O próprio título "Fourteen" traz interrogações e dúvidas. Nenhum personagem tem essa idade e tão pouco são exaltados flashbacks para a juventude das personagens. Em mais um insight psicanalista de Sallitt, há sim uma relação com algo acontecido nos 14 anos de Jo. Entretanto, o que importa aqui é a maneira como o corpo presente carrega as informações do passado, não propriamente o passado em si. O trauma é algo sempre presente e assim precisa ser visto. Seu impacto temporal é que o faz ativo e perigoso. O controle social do tempo humano não resiste ao vazio existencial, à solidão inerente da vida e deflagrada pela inevitabilidade da morte. A contemporaneidade gerou uma doença social, pois o acúmulo da riqueza de uns depende do trabalho árduo de outros, que fazem a roda da fortuna se movimentar, mas que paralelamente e contraditoriamente, criou as tão propagadas famigeradas crises de ansiedade. Jo é um ser indócil e inadequado socialmente, um elemento nada dócil a ressoar uma crítica à contemporaneidade.

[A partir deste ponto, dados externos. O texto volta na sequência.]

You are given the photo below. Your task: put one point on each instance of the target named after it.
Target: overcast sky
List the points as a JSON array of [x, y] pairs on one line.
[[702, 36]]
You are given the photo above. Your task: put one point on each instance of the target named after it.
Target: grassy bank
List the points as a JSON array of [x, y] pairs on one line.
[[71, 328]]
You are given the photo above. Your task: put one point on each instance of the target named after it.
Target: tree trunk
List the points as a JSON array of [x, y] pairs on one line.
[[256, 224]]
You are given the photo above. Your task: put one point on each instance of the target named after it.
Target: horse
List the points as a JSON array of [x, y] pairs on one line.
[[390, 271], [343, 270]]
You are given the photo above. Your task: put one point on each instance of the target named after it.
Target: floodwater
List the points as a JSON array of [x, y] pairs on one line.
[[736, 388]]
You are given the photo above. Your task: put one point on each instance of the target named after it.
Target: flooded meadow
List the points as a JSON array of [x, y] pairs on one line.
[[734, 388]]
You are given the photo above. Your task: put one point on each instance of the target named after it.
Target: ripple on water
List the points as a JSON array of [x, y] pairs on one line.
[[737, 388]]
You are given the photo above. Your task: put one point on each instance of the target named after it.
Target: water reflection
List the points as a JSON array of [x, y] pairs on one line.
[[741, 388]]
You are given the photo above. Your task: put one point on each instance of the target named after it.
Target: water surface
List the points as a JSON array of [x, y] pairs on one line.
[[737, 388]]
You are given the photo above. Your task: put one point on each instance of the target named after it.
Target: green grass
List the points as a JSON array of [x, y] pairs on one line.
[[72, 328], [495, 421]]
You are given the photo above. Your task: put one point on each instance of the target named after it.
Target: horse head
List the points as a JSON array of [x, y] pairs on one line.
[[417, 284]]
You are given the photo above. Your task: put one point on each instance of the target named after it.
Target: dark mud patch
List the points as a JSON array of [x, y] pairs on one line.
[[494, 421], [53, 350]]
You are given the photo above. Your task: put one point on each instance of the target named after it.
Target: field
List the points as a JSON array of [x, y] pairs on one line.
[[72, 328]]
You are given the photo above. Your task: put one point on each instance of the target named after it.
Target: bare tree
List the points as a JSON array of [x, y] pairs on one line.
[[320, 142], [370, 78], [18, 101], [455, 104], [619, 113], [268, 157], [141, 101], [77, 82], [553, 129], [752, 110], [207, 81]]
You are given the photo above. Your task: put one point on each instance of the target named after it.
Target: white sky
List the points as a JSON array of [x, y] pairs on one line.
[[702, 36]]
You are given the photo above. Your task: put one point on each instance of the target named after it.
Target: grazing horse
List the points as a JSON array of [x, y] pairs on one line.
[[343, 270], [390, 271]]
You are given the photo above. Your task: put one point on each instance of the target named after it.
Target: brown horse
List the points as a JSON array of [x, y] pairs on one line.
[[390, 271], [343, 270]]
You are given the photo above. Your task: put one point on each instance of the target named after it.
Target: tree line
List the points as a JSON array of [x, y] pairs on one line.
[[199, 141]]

"Fourteen" fala de uma geração em que o casamento também se esfacelou. A intimidade hoje é o reduto máximo do novo individualismo líquido capitalista, o lugar do exercício da liberdade e da solidão. Mara tenta sair dessa caixinha aprisionante, mas como todos precisa tocar a vida. Essa é a expressão máxima do mundo contemporâneo, o da constatação da impotência. Tentamos nos equilibrar diariamente entre lutar ferozmente pela sobrevivência e arrumar tempo para o outro, mas na prática, o outro vai ficando para depois. Nunca fomos tantos no mundo, apesar de sermos tão pouco coletivos. "Fourteen" é uma obra exemplar desse mórbido caos em que vivemos. Por isso, Dan Sallitt é um diretor daqueles para ficarmos muito atentos. 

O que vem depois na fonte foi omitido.